The story of voting after a catastrophe was offered as a cautionary tale. The mayoral election shortly after Katrina faced major obstacles. Citizens lobbied the Secretary of State, Governor Blanco, and the legislature. They got some (not enough) special accommodations for that election. But in 2006, the state shut the door. Jim Crow's generosity had run out. The citizens are not giving up and neither is Rainbow Push.
"What we got here is... failure to
communicate." Guard to "Cool Hand Luke,"
1967
The second panel consisted of two
activists from the right, Grover
Norquist (yes, that Norquist) and David Keating of the Club
for Growth. From somewhere just to the left of the
middle, we had Spenser Overton, law professor and
author, and Hedrick Hertzberg of the New
Yorker magazine and one time speechwriter for President
Carter. The panel was moderated by the co executive
directors of Reuniting America. The "about" section
of their web site says:
Reuniting America convenes leaders from across the spectrum in transpartisan gatherings. Our goal is to build trust and deepen relationships among national leaders in order to identify and support collaborative action on issues of national concern.

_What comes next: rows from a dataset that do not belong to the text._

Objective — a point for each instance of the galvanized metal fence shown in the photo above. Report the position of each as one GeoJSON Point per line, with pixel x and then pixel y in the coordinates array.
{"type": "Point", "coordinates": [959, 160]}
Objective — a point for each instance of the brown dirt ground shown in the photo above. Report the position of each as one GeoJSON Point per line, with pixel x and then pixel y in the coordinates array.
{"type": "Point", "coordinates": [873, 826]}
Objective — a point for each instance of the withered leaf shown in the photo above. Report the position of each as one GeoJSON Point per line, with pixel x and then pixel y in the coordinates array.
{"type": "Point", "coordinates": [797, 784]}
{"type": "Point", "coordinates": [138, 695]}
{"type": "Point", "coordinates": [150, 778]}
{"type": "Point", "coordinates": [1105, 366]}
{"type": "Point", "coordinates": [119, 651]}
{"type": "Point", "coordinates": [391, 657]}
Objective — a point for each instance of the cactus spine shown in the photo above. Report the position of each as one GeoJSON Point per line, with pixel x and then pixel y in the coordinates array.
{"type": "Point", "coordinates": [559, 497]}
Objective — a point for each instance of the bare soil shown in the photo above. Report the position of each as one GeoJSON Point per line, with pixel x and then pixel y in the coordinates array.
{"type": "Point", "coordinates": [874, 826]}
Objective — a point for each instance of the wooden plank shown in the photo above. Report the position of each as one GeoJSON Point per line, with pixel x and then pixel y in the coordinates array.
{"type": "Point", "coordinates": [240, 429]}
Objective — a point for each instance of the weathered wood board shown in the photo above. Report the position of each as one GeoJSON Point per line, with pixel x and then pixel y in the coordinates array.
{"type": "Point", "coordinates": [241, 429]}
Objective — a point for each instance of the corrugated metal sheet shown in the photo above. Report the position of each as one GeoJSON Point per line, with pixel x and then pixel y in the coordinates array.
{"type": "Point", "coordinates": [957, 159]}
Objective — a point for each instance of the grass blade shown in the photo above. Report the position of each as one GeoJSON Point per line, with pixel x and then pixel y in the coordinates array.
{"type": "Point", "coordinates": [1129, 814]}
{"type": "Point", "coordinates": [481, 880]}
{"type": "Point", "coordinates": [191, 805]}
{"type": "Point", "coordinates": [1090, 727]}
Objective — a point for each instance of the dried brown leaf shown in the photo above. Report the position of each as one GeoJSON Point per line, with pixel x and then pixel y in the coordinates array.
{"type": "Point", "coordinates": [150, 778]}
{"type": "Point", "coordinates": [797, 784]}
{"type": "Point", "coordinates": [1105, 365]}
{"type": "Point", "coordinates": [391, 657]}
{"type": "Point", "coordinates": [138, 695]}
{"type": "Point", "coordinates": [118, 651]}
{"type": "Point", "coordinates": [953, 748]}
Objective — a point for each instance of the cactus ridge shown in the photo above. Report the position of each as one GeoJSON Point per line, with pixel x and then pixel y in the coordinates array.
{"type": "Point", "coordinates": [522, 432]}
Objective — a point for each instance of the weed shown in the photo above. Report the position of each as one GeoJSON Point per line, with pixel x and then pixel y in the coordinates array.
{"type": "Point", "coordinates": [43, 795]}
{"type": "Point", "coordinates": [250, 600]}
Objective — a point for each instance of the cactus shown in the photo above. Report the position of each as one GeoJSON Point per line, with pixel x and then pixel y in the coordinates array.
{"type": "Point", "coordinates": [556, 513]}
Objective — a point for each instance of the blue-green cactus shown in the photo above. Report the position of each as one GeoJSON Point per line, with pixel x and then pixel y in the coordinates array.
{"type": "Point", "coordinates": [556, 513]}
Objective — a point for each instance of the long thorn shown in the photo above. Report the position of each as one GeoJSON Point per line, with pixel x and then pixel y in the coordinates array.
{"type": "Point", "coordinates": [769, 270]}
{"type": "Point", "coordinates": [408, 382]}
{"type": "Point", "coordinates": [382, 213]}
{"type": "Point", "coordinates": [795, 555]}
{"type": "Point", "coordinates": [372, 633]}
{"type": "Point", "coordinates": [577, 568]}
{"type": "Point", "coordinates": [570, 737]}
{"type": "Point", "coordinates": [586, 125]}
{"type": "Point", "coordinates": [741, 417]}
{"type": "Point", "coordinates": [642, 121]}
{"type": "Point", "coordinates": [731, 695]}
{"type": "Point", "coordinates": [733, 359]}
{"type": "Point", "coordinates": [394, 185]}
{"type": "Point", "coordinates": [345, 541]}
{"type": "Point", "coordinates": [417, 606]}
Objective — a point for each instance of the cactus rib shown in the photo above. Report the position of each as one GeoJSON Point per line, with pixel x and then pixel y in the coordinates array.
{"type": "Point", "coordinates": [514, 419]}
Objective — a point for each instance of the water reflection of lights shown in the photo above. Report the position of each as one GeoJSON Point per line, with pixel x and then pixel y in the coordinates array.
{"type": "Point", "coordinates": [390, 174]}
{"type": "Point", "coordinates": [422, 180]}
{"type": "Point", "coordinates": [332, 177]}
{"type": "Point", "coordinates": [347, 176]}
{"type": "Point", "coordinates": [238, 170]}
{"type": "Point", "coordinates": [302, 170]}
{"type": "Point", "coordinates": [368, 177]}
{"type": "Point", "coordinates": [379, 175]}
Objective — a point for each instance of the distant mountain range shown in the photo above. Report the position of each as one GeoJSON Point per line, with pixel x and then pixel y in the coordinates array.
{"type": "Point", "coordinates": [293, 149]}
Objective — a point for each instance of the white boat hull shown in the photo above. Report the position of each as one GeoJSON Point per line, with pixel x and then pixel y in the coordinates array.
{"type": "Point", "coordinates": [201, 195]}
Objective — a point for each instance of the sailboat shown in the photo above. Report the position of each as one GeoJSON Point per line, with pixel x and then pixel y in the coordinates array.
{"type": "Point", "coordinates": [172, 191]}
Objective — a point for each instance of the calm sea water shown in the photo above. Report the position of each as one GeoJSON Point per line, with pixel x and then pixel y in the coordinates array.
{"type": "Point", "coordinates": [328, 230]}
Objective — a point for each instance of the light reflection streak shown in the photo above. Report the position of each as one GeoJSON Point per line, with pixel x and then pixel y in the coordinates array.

The assumption is, if we can only sit down together and talk in a civil tone, things will be all right. It's a style over content thing.
We heard about making presidential elections more representatives from Hertzberg. He explained how the Electoral College reduces campaigning to five or ten states and kills the incentive to vote for many. Spencer Overton, author of a scathing indictment of voter suppression, Stealing Democracy, didn't have much time for the subject. When an opening came to slam the Republican false claims of a voter fraud epidemic, he said both sides had to agree on the data before there was a rational discussion. Norquist was witty on occasion and treated respectfully by the audience. No NASCAR, not much passion.

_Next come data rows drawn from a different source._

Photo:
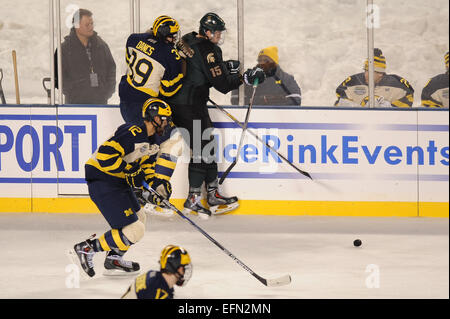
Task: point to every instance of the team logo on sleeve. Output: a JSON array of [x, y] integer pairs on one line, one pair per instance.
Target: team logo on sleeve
[[210, 58]]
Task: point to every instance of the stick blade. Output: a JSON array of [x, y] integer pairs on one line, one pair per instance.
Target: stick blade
[[277, 282]]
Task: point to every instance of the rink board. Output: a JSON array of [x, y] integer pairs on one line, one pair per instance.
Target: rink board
[[363, 162]]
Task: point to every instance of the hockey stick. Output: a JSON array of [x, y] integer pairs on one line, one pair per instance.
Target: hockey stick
[[244, 128], [259, 139], [2, 95], [281, 281]]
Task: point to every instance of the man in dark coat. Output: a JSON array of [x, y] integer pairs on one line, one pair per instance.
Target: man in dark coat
[[88, 68]]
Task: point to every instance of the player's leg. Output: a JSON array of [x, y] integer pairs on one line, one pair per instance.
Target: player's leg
[[218, 204], [120, 208]]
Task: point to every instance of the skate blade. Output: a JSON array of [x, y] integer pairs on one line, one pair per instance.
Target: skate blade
[[222, 209], [187, 212], [119, 273], [74, 260]]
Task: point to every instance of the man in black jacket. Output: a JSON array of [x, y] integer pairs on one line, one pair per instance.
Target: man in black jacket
[[205, 69], [88, 68]]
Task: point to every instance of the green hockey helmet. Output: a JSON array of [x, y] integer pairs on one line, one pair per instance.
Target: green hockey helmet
[[211, 22]]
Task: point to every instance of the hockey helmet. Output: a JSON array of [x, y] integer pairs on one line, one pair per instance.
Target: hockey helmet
[[165, 26], [156, 107], [174, 257], [211, 22]]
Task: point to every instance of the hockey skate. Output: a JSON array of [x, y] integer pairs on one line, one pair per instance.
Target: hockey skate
[[116, 266], [192, 205], [83, 254], [219, 204]]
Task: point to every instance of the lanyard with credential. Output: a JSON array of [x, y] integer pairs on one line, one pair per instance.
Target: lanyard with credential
[[92, 76]]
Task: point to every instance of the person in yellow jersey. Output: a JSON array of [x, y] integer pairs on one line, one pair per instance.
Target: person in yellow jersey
[[435, 92], [391, 90], [131, 156], [175, 269], [279, 87]]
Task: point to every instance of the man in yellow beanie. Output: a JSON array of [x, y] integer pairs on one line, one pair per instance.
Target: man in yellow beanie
[[279, 88], [391, 90], [435, 92]]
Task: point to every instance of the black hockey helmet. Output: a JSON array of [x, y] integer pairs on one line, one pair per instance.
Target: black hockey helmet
[[211, 22], [156, 107], [165, 26], [172, 258]]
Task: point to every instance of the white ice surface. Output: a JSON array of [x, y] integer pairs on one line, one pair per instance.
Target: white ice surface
[[412, 256]]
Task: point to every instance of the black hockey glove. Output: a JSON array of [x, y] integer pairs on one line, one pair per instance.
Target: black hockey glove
[[134, 175], [251, 75], [234, 66]]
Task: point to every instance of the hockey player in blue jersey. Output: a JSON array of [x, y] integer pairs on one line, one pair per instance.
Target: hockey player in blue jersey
[[154, 67], [175, 269], [134, 154]]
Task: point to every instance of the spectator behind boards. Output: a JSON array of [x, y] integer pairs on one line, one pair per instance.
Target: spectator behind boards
[[435, 92], [279, 88], [88, 68], [391, 90]]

The last third of this panel was an exercise in transpartisan bonding. Hertzberg tried to get Norquist and Keating to agree on the popular election of the president. No agreement was reached on disbanding the Electoral College, thus allowing the United States to join the rest of the industrialized world as a true democracy.
Topics not mentioned during the transpartisan fest include:
- Dan Rather's expose of massive problems with electronic voting in 2000, Florida;
- 56 of 88 counties destroying all or some of their 2004 election ballots in defiance of a court order to produce them for the first federal trial on real election fraud in 2004, Ohio (which just might lead one to think that they had something to hide);
- millions of votes thrown out ever presidential cycle, mostly minority votes;
- millions of poor, mostly minority, citizens denied the right to vote after they've paid their debt to society – felon disenfranchisement; and
- two stolen presidential elections leading to our current troubles and the victims; dead, maimed by torture, and injured for life by an illegal war..
The moderators accepted questions from the audience on three by five cards. I couldn't resist. I went for a Zen agitprop moment. My question:
Felon disenfranchisement, voter ID laws, and other methods to shrink the voting rolls are a direct descendant from the racist Mississippi Constitution of 1890. When will politicians who advocate this stand up and claim their heritage?
I wasn't being very transpartisan and probably deserved to be ignored, which I was; outvoted, so to speak by the reuniters. Why? Because, there is no good or bad, no crimes, just people who need to sit down together and follow the axiom: "It's nice to be nice, I like everybody."
I wondered how Reunite America will help those responsible for Iraq plus the evisceration of the Constitution get along with those who object to the nightmares inflicted on the country – all courtesy of two stolen presidential elections. But there I go again.
The conference is clearly worth attending given the cross section of voting rights groups and the sessions offer a cross section of many important voting rights issues. I suspect that the reuniting is done for the time being.